Beberapa fakta unik mengenai Bendungan Watervang:
1. **Efek Suara:** Karena desain bertingkatnya, suara gemuruh air di Watervang dapat terdengar hingga radius ratusan meter pada malam hari saat debit air sungai sedang tinggi.
2. **Sistem Gravitasi:** Hebatnya, sistem irigasi yang bermuara di sini dirancang dengan perhitungan elevasi yang sangat akurat, sehingga air dapat mengalir secara gravitasi sejauh puluhan kilometer tanpa bantuan pompa listrik.
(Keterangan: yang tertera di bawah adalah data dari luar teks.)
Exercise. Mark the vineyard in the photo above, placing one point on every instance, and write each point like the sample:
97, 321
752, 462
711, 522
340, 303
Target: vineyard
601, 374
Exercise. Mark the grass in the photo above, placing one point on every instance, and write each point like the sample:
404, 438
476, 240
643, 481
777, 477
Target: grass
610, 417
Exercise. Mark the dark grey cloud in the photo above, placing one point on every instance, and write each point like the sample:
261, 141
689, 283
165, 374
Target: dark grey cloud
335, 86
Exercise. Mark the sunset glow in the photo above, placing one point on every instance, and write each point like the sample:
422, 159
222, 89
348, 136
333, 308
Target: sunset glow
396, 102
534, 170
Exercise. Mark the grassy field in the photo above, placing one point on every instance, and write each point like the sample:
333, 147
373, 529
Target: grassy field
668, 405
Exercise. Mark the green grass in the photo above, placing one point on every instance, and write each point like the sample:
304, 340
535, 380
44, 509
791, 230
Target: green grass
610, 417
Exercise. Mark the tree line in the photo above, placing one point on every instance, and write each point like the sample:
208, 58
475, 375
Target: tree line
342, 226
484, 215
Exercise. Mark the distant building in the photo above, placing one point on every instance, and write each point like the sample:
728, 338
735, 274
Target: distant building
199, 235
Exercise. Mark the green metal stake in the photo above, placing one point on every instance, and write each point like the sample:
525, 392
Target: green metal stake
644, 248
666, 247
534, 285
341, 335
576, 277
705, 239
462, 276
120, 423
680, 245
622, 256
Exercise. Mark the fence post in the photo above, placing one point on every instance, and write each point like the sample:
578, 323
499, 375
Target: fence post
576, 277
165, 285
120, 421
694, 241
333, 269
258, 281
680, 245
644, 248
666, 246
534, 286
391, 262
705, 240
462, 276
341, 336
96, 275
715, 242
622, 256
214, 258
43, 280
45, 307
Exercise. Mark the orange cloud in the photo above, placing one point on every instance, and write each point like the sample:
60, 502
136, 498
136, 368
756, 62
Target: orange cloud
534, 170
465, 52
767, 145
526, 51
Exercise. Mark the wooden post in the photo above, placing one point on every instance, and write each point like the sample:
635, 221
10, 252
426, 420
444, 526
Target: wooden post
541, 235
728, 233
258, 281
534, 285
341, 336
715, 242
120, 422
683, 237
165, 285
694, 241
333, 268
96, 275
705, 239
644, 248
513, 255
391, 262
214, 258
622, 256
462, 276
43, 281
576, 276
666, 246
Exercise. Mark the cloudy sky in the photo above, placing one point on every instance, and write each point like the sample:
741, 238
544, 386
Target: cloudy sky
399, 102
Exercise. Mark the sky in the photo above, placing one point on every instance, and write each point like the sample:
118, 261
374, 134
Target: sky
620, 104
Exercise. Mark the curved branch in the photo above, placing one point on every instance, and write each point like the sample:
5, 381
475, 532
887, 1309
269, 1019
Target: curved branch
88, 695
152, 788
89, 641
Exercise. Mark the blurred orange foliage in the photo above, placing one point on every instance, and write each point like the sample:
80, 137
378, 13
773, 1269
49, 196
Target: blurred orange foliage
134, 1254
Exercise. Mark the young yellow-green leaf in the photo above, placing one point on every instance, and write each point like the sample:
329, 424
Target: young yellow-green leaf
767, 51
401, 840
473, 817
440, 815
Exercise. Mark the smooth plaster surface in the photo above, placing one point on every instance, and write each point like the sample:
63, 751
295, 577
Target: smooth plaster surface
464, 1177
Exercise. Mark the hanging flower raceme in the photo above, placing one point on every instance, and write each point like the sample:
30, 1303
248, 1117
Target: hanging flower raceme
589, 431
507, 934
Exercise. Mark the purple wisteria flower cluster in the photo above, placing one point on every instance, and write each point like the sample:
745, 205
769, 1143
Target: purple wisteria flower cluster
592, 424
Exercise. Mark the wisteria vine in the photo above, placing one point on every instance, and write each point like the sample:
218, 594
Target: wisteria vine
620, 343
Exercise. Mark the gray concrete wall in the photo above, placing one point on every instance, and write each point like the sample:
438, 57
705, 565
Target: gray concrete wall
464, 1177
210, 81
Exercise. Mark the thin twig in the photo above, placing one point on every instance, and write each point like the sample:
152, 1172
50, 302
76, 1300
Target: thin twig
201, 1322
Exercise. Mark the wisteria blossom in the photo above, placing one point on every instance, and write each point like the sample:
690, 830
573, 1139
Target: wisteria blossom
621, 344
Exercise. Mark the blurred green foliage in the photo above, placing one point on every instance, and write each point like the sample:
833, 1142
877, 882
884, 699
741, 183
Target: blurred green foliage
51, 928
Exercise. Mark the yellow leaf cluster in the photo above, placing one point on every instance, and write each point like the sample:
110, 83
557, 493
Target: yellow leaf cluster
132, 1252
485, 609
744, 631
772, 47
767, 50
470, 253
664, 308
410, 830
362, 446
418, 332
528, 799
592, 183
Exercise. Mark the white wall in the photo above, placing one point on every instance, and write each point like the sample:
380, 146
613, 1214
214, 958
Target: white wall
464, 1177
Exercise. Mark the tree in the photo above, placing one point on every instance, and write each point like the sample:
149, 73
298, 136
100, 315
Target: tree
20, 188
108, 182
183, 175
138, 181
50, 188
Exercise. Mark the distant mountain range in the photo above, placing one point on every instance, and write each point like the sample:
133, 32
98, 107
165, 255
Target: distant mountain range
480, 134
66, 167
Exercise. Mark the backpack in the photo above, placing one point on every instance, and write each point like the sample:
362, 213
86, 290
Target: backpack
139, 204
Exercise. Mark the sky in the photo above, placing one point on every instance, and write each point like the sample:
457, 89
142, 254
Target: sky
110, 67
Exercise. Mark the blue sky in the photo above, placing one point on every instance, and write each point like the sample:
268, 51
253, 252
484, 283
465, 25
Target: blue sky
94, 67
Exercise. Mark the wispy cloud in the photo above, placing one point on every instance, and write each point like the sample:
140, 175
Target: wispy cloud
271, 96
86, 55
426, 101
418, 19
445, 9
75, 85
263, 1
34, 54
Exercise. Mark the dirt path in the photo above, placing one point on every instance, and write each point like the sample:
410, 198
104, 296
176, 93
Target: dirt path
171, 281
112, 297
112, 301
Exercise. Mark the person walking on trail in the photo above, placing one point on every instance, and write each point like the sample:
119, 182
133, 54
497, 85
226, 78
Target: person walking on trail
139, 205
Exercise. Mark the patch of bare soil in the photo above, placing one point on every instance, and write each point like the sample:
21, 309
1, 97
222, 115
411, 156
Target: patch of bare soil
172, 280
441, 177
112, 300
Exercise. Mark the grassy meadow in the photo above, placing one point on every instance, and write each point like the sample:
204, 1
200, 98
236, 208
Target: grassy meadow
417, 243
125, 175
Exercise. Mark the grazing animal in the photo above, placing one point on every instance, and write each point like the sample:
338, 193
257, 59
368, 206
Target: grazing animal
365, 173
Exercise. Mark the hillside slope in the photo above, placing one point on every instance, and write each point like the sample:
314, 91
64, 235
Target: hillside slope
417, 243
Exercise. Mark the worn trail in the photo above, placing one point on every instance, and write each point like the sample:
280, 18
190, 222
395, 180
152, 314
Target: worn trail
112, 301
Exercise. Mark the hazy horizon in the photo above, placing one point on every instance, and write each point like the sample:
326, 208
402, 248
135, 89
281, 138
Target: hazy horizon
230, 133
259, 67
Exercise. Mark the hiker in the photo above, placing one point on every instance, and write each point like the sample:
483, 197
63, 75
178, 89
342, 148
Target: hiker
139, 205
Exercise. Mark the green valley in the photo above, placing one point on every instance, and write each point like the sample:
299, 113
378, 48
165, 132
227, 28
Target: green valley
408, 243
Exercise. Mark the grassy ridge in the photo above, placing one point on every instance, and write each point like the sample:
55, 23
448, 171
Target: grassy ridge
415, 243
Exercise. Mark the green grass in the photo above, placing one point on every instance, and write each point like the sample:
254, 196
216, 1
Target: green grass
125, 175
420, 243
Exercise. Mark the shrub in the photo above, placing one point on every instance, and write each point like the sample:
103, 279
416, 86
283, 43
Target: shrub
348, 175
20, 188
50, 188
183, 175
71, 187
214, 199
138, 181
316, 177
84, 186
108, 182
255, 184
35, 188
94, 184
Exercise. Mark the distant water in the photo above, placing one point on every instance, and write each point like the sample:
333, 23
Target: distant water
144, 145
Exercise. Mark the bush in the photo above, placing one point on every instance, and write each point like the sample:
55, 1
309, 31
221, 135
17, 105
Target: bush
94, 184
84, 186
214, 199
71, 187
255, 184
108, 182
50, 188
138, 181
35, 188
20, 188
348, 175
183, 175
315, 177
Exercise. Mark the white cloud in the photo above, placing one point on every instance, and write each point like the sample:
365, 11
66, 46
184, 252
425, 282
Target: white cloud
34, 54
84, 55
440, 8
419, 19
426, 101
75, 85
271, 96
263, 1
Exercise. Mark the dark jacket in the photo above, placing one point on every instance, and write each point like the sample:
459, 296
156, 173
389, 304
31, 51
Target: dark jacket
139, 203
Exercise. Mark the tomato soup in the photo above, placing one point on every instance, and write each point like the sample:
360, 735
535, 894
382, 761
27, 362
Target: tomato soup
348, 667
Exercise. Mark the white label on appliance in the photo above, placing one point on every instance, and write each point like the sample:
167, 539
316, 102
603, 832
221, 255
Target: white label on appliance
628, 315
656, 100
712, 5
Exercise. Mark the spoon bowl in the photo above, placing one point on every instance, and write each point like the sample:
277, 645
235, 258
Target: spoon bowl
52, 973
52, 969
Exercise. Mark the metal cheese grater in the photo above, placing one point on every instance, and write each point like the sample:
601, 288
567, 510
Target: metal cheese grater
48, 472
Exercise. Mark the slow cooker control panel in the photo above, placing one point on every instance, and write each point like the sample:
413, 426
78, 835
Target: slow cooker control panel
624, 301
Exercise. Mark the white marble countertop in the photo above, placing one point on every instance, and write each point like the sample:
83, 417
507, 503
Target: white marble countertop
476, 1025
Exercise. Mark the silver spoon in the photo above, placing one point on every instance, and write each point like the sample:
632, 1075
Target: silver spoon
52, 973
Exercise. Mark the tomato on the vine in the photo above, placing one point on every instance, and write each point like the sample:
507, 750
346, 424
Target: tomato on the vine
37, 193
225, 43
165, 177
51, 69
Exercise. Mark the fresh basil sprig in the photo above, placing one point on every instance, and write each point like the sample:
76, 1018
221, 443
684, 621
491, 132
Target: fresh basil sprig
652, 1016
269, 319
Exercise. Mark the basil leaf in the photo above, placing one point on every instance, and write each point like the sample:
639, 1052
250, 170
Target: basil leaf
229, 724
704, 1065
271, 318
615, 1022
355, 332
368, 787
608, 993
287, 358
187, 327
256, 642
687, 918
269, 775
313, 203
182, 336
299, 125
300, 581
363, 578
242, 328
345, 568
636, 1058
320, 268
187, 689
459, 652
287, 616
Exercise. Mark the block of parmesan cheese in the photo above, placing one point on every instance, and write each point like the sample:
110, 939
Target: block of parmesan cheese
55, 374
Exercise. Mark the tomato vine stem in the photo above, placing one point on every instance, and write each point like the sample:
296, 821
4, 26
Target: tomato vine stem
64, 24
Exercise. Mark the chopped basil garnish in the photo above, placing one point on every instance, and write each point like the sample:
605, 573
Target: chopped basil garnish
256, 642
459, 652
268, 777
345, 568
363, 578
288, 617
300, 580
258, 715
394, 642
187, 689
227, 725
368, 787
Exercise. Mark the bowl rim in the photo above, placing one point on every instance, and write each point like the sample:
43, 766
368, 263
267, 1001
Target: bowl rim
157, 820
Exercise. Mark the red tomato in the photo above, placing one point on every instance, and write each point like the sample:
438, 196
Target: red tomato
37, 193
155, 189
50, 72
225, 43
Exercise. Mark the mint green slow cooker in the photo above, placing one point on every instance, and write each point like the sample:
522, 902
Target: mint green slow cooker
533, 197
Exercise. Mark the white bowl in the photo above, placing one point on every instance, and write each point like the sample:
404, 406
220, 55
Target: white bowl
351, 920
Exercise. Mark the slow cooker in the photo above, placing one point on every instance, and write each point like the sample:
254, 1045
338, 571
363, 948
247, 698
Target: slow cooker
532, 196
3. **Hubungan dengan Kereta Api:** Pembangunan bendungan ini berjalan simultan dengan pengembangan stasiun akhir kereta api Lubuk Linggau, menjadikannya bagian dari rencana besar Belanda menjadikan kota ini sebagai pusat ekonomi di ujung barat Sumatera Selatan.

Sebagai penutup, Bendungan Watervang adalah bukti nyata bahwa infrastruktur masa lalu dapat melampaui usia zamannya. Ia bukan sekadar tumpukan beton, melainkan urat nadi kehidupan petani dan monumen ilmu pengetahuan yang menghubungkan masa kolonial dengan kemajuan Kota Lubuk Linggau di masa kini. Menjaga Watervang berarti menjaga sejarah ketahanan pangan dan kearifan teknik yang telah menghidupi ribuan jiwa selama hampir satu abad.